How The President’s Trade Tweets Made Fed Cuts A Self-Fulfilling Prophecy

Late last month, an academic study by Duke’s Francesco Bianchi and the London Business School’s Howard Kung and Thilo Kind, revealed what the trio described as “market-based evidence that President Trump influences expectations about monetary policy”.

Bianchi, Kung and Kind analyzed the president’s monetary policy tweets using a high-frequency event study and found that “the average effect of these tweets on the expected fed funds rate is strongly statistically significant and negative, with a cumulative effect of around negative 10 bps”.

For the three PhDs, the results suggested Trump’s social media behavior “poses a significant threat to central bank independence”.

Read more: Trio Of Economists Find Evidence That Trump’s Twitter Account ‘Poses Significant Threat’

The study joined a growing body of sellside research commenting on the same phenomenon, including a straightforward bit of analysis from BofA’s Savita Subramanian and Jill Carey Hall, as well as JPMorgan’s widely-publicized “Volfefe Index“.

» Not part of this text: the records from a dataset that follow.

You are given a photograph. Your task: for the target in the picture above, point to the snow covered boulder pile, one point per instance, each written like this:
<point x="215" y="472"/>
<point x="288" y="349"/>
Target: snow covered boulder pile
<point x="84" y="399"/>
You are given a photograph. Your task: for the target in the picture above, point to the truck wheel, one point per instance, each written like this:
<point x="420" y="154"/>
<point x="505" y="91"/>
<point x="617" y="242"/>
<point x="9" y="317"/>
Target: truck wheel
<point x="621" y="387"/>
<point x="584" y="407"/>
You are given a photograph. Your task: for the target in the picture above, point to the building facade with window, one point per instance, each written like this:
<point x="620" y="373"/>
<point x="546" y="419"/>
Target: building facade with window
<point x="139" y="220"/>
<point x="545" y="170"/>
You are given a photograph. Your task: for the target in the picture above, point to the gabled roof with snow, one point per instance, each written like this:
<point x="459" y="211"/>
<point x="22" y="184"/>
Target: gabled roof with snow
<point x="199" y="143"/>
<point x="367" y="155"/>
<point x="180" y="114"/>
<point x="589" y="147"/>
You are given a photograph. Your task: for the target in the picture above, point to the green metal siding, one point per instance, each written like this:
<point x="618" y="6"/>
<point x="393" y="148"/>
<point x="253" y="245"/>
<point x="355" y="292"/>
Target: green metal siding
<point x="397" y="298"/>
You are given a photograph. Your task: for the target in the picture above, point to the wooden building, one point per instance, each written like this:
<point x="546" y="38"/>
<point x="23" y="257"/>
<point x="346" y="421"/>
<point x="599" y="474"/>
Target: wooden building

As we wrote two weeks ago, it could be that Trump’s influence on short-end rates markets comes about not so much by way of his Fed criticism, but rather because he often pairs that bombast with trade escalations designed to engineer uncertainty and thereby compel policymakers to adopt a more accommodative stance.

Well, Goldman is out with a new piece that seeks to quantify just that by looking not just at the president’s Fed criticism, but also at tweets that implicitly or explicitly threaten tariff escalations.

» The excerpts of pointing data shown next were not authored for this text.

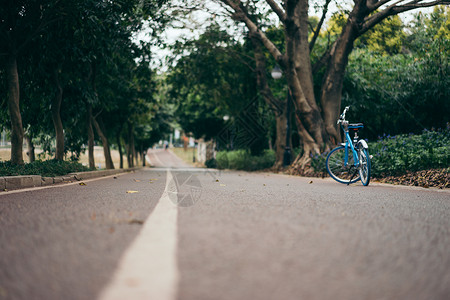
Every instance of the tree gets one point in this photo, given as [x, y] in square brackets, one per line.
[316, 120]
[21, 21]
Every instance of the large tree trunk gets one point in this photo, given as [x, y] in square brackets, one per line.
[334, 75]
[90, 130]
[106, 150]
[317, 129]
[298, 72]
[14, 110]
[56, 115]
[130, 146]
[280, 142]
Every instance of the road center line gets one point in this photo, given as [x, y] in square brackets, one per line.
[148, 269]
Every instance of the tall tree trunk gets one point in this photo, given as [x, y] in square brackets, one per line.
[278, 107]
[280, 142]
[333, 79]
[298, 73]
[90, 130]
[56, 115]
[31, 149]
[130, 146]
[14, 110]
[106, 150]
[143, 156]
[119, 145]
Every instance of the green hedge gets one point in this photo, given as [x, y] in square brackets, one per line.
[397, 155]
[47, 168]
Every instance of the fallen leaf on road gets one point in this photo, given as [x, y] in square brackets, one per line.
[135, 221]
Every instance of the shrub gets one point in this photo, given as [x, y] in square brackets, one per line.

“For each set of tweets, we measure the impact on market expectations for Fed policy by looking at the change in one-year ahead fed funds futures prices from just before a tweet to 30 minutes after”, the bank writes, in a note dated Monday.

Next, they compare the windows around those tweets to “all other 30-minute intervals of market activity to see whether they see statistically bigger moves”.

After that, Goldman rolls up all of the fed funds futures activity following tweets for each category in order to assess the broader effect on expectations for monetary policy.

Ultimately, Goldman finds that trade tweets matter much more than direct Fed criticism.

For tweets that directly criticize US monetary policy, the bank notes that the distribution of market moves is fairly small, ranging from -2bp to +2bp. That, Goldman says, is “not statistically different from what one would expect in normal 30-minute intervals at the 5% level of significance”. Cumulatively, the move associated with all of the Fed-related tweets in Goldman’s sample is just -10bp.

On trade tweets, it’s a whole different ballgame.

“The market moves are much larger, statistically highly significant, and more clearly skewed to the downside, ranging from -14bp to +4bp”, Goldman says, adding that “cumulatively, the impact on market expectations for the funds rate is about -40bp when we include tweets indicating escalation of trade tensions and tweets indicating de-escalation, and about -60bp when we focus only on tweets indicating escalation”.

(Goldman)

In addition to being intuitive (as Goldman puts it, “there are clear channels through which tariff escalation can lead to a dimmer economic outlook”), this is just a validation of what many believe is part and parcel of Trump’s “strategy” around tariff escalations.

Over the summer, it became fairly obvious that the president was wielding the tariff gun not just to generate leverage in negotiations with America’s trade partners abroad, but in fact to engineer rate cuts at home by creating so much uncertainty that the Fed feels compelled to act.

Remember, this works two ways. The straightforward transmission channel simply involves the Fed responding to the perception of heightened trade tensions and the assumption that those tensions will manifest themselves in adverse economic outcomes.

But the reason trade threats are such an efficient tool for Trump when it comes to forcing easier monetary policy is precisely because of the outsized impact those threats have on market pricing. The more cuts the market prices in, the more dangerous it is for the Fed to disappoint those expectations, as wrong-footing the market risks bringing about an acute tightening of financial conditions.

That, folks, is how Trump managed to make Fed cuts a self-fulfilling prophecy.